Cost of the Project and Means of Financing ?

Cost of the Project and Means of Financing ?

Cost of the Project and Means of Financing:

Introduction: To assess a project from the financial point of view, information about project cost, financing source, profitability, tax burden and projected financial condition is very important. The cost of a project represents all capital expenditure to be incurred for acquisition of its fixed assets plus the net contribution of long-term resources in the proposed current assets. In other words, the fixed cost of the project plus the net working capital requirement to run the project will comprise its total cost. Once the cost is estimated, the financing plan will have to be worked out on realistic basis.

 

Factors Determining the Cost of the Project  

+ Size of the project.

+ Duration of the project.

+ Ability to complete project within specified time period.

+ Nature of the project.

 

Components of Project Cost :

The requirement of physical assets for a project is essentially an engineering estimate. The analyst should, however, recheck the various cost items detailed in the fixed cost statement given in the technical report. Cost of the project represents the sum of all items of outlay of a project. Although it seems to be a simple term, it conveys different meaning to different part of the organization. The following could be the possible components of a project cost

 

+ Land and site development cost.

+ Cost of the building and civil works.

+ Cost of the plant and machinery.

+ Technical know-how fees.

+ Expense on foreign technicians and cost of training.

+ Miscellaneous fixed assets.

+ Preliminary and capital issue expense.

+ Pre-operative expense.

+ Interest during construction period.

+ Contingency.

+ Margin money for working capital.

 

Means of Financing a Project:

To meet the cost of the project the following sources of finance may be utilized:

 

Equity Financing :

+Fund provided by the sponsors.

+ Issue of ordinary shares: This is the contribution made by the ordinary shareholders, who enjoy the rewards and bear the risks of ownership. However, the liability is limited to their capital contribution.

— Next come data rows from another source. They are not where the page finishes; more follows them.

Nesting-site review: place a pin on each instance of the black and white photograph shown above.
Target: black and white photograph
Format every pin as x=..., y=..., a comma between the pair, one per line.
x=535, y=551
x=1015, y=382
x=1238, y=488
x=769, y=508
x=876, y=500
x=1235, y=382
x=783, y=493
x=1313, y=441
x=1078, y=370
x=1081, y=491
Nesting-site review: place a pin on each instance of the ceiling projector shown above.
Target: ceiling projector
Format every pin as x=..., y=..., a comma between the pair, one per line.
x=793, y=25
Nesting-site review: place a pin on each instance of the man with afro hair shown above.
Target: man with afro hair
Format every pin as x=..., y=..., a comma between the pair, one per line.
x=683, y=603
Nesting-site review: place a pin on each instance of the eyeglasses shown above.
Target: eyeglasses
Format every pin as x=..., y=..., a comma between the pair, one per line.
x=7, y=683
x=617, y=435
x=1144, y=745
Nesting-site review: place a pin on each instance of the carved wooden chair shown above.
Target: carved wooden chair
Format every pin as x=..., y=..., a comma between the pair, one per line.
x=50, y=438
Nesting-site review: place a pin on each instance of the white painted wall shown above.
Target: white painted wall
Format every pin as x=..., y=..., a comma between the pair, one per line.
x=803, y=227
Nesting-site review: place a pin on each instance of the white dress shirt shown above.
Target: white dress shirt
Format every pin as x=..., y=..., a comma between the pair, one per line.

+ Issue of preference shares: A hybrid form of financing. Preference capital partly takes some characteristics of equity capital and some attributes of debt capital. It is similar to equity because preference dividend like is not a tax-deductible payment. It resembles debt capital because the rate of preference dividend is fixed.

 

Debt Financing:

Term Loans: Term loans, which represent secured borrowing, are presently the most important source of finance for new projects. They carry fixed rate of interest and are repayable over a period of 6 to 10 years in periodic installments.

 

Debt Instruments: Bonds and Debentures, a kind of promissory notes, are debt instruments for raising long-term debt capital. Secured instruments are protected by a charge on the properties of the issuing company.

 

Deferred payment/suppliers credit: Generally, suppliers of the machinery provide deferred credit facility under which payment for the purchase of machinery can be made over a period of time. The interest rate on deferred credit and the period of payment vary rather widely. Normally, the supplier of machinery when offers deferred credit facility insists that the buyer should furnish the bank guarantee.